Bug 35339

Summary: Improve translation of implied do loop in transfer
Product: gcc Reporter: Jerry DeLisle <jvdelisle2>
Component: fortranAssignee: Not yet assigned to anyone <unassigned>
Status: RESOLVED FIXED    
Severity: normal CC: gcc-bugs, manfred99, tkoenig
Priority: P3 Keywords: missed-optimization
Version: 4.4.0   
Target Milestone: ---   
Host: Target:
Build: Known to work:
Known to fail: Last reconfirmed: 2008-03-13 05:19:18
Bug Depends on: 80945    
Bug Blocks: 25829    
Attachments: Early patch for simplifying impl do loops
Early patch for simplifying impl do loops - 2
Proposed patch for simplifying impl do loops

Description Jerry DeLisle 2008-02-24 01:41:05 UTC
Currently we create a looping structure which is executed to traverse an array and transfer it one element at a time.  This works, but is not too efficient.  We could improve this by converting the implied do loops into the appropriate array descriptor and call transfer_array.

The two cases are:

real, dimension(10) :: a
write(10,'(10f8.3)') a
write(10,'(10f8.3)') (a(i), i=1,10)

Gives:

    _gfortran_st_write (&dt_parm.3);
    {
      struct array1_real(kind=4) parm.4;

      parm.4.dtype = 281;
      parm.4.dim[0].lbound = 1;
      parm.4.dim[0].ubound = 10;
      parm.4.dim[0].stride = 1;
      parm.4.data = (void *) &a[0];
      parm.4.offset = -1;
      _gfortran_transfer_array (&dt_parm.3, &parm.4, 4, 0);
    }
    _gfortran_st_write_done (&dt_parm.3);

and

    _gfortran_st_write (&dt_parm.3);
    i = 1;
    if (i <= 10)
      {
        while (1)
          {
            {
              logical(kind=4) D.958;

              _gfortran_transfer_real (&dt_parm.3, &a[(integer(kind=8)) i + -1], 4);
              L.2:;
              D.958 = i == 10;
              i = i + 1;
              if (D.958) goto L.3;
            }
          }
      }
    L.3:;
    _gfortran_st_write_done (&dt_parm.3);

The former is needed to simplify asynchronous I/O where we need to be able to convey to the I/O thread the task to be done and not the actual code to do the looping.

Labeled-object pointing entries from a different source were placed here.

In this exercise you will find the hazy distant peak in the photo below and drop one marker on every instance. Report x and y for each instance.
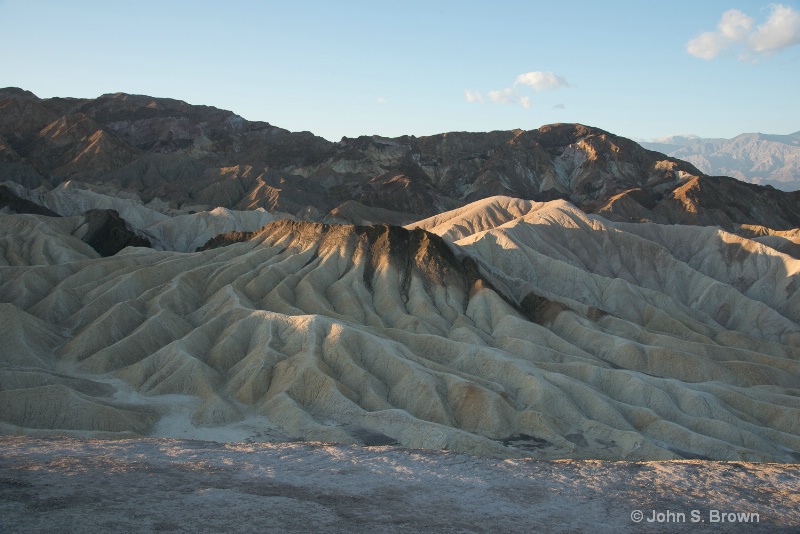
(16, 92)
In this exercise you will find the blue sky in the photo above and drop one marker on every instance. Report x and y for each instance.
(640, 69)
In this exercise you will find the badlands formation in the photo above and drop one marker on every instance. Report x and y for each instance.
(504, 328)
(169, 270)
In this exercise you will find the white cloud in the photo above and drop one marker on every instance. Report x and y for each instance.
(538, 80)
(735, 25)
(781, 30)
(541, 81)
(473, 96)
(503, 96)
(707, 45)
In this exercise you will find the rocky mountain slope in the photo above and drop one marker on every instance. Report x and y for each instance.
(757, 158)
(504, 328)
(197, 158)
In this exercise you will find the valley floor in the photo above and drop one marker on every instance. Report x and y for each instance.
(161, 485)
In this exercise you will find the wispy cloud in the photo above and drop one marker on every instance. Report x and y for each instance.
(538, 80)
(738, 31)
(541, 81)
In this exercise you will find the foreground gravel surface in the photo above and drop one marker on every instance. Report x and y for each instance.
(160, 485)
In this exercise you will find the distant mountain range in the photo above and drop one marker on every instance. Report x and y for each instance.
(197, 158)
(756, 158)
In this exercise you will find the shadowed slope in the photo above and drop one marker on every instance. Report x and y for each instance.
(541, 332)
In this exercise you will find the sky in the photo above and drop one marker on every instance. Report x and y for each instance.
(640, 69)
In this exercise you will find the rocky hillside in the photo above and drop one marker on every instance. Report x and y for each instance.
(199, 157)
(756, 158)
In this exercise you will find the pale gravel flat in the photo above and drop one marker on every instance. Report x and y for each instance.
(160, 485)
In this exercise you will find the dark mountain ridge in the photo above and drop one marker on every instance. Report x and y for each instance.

Putting it another way, if the implied loop has 10000 count.  We need to pass that count to the I/O routines, so they can take it and run with it.
Comment 1 Francois-Xavier Coudert 2008-02-25 10:00:53 UTC
(In reply to comment #0)
> real, dimension(10) :: a
> write(10,'(10f8.3)') a
> write(10,'(10f8.3)') (a(i), i=1,10)

The problem is, this isn't possible in the most generic case:

  write(10,'(10f8.3)') (a(i**-2*i+13), i=1,10)
Comment 2 Jerry DeLisle 2008-03-01 16:22:56 UTC
OK, I see your point.  Would it be possible to create a hidden iterator function that could be called internally by the I/O library to return the index into the array?

In the meantime, I am thinking through a different approach for aio that avoids the issue here.

Comment 3 Paul Thomas 2008-03-02 07:59:58 UTC
> In the meantime, I am thinking through a different approach for aio that avoids
> the issue here.
> 

Yes it would - use gfc_conv_expr_descriptor to convert the expression and pass the resulting array descriptor.  For the cases that you are concerned with, this would be a temporary.  However, gfortran_transfer array would be used and the io itself taken out of the loop. Obviously, this would only work for a WRITE operation and gfc_conv_subref_array_arg would have to be used for a READ - as in the existing code in gfc_trans_transfer.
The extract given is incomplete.